On the road to Arbaat on Monday a Reuters reporter saw people burying a man and covering his grave with driftwood to try to prevent it from being washed away in mudslides, read the report.

The homes of about 50,000 people were impacted by the flooding, the United Nations said, citing local authorities, adding that the number only accounted for the area west of the dam as the area east was inaccessible.

The dam was the main source of water for Port Sudan, which is home to the country’s main Red Sea port and working airport, and receives most of the country’s much-needed aid deliveries.

“The city is threatened with thirst in the coming days,” the Sudanese Environmentalists Association said in a statement.

Officials said the dam had started crumbling and silt had been building during days of heavy rain that had come much earlier than usual.

Sudan’s dams, roads and bridges were already in disrepair before the war between the Sudanese army and the paramilitary Rapid Forces began in April 2023.

Both sides have since funnelled the bulk of their resources into the conflict, leaving infrastructure badly neglected.

Some people had fled their flooded homes and headed to the mountains where they were now stranded, the health ministry said.

On Monday, the government’s rainy season taskforce said 132 people had been killed in floods across the country, up from 68 two weeks ago. At least 118,000 people have been displaced by the rains this year, according to United Nations agencies, Reuters reported.

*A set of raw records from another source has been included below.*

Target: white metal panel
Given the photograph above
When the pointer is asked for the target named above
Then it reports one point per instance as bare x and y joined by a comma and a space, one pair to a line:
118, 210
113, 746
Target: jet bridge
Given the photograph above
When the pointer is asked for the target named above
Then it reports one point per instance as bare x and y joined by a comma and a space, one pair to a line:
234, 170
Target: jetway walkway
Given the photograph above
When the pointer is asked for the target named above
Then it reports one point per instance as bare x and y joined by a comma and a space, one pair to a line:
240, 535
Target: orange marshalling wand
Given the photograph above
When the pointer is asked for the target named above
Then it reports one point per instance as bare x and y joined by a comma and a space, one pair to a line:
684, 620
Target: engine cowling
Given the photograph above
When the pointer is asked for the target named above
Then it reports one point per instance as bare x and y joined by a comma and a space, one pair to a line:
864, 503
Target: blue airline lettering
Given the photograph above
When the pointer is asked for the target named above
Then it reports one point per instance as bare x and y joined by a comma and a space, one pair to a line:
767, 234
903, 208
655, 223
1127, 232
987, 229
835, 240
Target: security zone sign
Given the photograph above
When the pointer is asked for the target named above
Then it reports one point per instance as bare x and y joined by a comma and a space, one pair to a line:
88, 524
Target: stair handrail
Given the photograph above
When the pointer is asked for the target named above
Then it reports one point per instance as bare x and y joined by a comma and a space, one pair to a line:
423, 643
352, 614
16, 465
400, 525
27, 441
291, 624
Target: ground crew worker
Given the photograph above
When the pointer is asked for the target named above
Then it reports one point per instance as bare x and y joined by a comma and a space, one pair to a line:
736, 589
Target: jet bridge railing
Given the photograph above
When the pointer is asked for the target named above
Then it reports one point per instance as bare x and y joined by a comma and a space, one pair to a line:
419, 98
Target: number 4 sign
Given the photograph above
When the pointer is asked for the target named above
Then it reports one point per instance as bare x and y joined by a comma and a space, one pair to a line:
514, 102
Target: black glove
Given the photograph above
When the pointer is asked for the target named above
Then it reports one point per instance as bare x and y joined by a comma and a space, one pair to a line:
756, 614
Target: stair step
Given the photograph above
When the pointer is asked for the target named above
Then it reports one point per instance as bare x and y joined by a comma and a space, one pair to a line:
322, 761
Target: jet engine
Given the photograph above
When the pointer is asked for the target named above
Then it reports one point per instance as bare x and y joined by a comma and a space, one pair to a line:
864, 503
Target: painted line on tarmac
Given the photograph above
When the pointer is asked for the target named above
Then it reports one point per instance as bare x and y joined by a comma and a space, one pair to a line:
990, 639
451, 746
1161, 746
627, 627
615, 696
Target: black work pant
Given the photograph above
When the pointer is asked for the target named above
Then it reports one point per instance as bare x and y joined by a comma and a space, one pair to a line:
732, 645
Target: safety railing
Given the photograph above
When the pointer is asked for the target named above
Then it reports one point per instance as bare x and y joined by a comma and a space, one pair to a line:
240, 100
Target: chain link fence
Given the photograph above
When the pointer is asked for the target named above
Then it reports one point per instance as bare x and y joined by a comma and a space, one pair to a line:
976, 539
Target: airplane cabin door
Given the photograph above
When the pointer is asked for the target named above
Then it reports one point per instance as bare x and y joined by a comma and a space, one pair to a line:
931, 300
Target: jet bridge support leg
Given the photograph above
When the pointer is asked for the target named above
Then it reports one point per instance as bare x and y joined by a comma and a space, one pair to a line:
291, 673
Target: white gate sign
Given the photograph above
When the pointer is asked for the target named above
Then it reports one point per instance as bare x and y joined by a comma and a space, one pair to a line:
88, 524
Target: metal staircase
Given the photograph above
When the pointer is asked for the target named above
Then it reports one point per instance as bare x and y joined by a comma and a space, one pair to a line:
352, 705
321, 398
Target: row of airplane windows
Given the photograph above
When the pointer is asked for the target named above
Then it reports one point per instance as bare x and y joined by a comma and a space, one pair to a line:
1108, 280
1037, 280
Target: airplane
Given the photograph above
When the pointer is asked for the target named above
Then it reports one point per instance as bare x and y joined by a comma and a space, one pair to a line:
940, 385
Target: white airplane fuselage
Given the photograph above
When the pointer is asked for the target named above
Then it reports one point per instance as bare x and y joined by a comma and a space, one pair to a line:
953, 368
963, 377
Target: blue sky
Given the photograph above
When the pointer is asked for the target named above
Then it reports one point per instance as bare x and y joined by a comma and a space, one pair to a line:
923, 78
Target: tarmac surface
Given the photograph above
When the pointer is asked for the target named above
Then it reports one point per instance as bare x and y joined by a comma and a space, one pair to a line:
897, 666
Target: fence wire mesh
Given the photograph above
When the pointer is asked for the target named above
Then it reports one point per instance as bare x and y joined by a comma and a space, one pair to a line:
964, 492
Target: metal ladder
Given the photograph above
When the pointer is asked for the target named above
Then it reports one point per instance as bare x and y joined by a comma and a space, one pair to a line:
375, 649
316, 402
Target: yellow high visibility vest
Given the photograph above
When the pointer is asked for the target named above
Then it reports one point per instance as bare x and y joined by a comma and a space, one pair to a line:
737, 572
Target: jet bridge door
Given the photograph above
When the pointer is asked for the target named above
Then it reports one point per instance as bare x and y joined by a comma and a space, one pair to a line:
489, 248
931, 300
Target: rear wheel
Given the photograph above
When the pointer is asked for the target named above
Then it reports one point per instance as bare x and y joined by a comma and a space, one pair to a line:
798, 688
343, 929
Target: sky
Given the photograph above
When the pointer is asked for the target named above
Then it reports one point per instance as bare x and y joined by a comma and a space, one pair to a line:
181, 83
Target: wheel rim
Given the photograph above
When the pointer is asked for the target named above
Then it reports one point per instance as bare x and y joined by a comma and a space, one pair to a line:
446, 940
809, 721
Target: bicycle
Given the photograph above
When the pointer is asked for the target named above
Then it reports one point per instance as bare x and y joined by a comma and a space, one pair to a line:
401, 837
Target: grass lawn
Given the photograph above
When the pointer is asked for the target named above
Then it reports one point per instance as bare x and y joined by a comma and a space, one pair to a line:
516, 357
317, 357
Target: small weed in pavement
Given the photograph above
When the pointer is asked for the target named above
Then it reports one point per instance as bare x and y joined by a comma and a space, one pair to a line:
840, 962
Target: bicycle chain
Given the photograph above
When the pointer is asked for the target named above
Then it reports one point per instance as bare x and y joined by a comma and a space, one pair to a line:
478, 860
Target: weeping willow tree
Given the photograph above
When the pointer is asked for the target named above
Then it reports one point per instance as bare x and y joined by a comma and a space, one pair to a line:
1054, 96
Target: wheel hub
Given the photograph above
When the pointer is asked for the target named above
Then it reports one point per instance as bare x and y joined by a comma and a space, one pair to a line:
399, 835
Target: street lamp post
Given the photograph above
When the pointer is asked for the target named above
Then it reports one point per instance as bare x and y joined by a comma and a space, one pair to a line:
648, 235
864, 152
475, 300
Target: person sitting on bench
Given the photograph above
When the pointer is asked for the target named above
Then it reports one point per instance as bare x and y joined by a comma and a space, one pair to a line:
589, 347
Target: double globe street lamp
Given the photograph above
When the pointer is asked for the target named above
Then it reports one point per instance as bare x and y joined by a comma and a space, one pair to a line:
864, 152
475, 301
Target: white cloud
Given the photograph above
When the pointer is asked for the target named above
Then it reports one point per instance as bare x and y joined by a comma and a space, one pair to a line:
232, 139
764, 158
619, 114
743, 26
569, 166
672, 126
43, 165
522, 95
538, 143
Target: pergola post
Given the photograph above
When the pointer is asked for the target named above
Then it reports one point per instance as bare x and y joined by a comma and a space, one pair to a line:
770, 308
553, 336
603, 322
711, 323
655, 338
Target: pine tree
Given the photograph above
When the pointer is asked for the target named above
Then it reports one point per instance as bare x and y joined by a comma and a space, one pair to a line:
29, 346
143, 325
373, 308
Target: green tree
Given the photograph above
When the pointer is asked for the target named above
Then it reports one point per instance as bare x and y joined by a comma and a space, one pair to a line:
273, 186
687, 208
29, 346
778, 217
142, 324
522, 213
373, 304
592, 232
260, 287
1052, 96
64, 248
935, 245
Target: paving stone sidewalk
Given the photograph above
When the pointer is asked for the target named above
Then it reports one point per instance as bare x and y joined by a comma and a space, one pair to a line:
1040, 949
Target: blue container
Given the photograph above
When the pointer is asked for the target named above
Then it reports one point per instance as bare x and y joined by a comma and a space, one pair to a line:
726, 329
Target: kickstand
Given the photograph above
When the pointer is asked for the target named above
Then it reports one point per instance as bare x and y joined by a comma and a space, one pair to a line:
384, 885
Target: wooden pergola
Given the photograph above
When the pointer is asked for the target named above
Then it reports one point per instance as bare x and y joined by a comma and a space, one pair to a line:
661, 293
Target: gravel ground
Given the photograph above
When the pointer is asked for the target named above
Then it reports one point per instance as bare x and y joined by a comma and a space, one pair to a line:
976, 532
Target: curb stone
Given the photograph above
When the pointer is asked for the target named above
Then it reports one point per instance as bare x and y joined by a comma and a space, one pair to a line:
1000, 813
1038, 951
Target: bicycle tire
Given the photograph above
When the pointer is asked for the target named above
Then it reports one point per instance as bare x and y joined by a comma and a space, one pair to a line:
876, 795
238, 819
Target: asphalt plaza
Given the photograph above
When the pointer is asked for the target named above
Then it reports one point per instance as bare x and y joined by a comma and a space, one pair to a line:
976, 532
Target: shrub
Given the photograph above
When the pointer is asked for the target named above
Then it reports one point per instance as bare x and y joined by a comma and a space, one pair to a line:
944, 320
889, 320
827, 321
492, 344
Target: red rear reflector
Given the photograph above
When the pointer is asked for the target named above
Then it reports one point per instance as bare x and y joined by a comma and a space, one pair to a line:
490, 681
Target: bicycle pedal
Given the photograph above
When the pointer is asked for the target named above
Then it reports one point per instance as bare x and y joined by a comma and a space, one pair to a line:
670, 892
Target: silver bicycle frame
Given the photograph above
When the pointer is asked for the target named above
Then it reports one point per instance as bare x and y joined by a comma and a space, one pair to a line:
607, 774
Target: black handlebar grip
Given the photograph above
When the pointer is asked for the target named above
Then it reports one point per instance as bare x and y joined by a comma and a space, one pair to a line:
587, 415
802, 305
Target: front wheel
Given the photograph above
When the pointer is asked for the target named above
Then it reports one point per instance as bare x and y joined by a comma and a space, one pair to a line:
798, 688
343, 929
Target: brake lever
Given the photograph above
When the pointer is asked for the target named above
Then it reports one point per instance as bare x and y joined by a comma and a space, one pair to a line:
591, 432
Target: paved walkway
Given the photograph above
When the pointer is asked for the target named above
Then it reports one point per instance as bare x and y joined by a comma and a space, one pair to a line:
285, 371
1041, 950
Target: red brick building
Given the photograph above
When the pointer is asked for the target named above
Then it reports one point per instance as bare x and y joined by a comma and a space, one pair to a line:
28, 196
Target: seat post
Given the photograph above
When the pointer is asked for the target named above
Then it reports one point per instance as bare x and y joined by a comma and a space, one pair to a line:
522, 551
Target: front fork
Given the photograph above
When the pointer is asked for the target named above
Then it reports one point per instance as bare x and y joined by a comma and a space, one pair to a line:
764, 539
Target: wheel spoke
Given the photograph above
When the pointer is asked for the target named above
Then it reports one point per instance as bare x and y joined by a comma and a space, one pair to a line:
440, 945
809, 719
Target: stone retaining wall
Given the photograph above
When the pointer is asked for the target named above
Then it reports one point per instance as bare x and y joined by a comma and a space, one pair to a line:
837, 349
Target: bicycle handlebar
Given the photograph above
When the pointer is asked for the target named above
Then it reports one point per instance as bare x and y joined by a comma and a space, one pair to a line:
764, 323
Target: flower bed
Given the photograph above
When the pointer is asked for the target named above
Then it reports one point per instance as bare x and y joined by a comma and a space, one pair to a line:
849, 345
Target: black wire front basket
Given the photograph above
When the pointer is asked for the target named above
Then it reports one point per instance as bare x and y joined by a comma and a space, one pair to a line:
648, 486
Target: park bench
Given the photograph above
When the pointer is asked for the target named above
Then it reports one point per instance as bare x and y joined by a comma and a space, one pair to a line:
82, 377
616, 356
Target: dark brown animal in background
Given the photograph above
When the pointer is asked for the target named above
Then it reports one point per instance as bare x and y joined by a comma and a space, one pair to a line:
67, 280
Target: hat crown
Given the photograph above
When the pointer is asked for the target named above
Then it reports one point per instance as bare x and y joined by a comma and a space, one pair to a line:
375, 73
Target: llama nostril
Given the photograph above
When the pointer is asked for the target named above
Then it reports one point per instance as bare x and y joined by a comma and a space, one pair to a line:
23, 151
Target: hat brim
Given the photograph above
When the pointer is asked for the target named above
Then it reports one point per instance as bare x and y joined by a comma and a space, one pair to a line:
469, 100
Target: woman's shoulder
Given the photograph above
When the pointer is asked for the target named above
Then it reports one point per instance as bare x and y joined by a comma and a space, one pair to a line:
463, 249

The conflict in Sudan began when competition between the army and the RSF, who had previously shared power after staging a coup, flared into open warfare.

The two sides had been seeking to protect their power and extensive economic interests as the international community promoted a plan for a transition towards civilian rule.

Overlapping efforts in pursuit of a ceasefire, including Saudi- and U.S.-led talks in Jeddah, have not eased the fighting and half of the 50 million population lack sufficient food.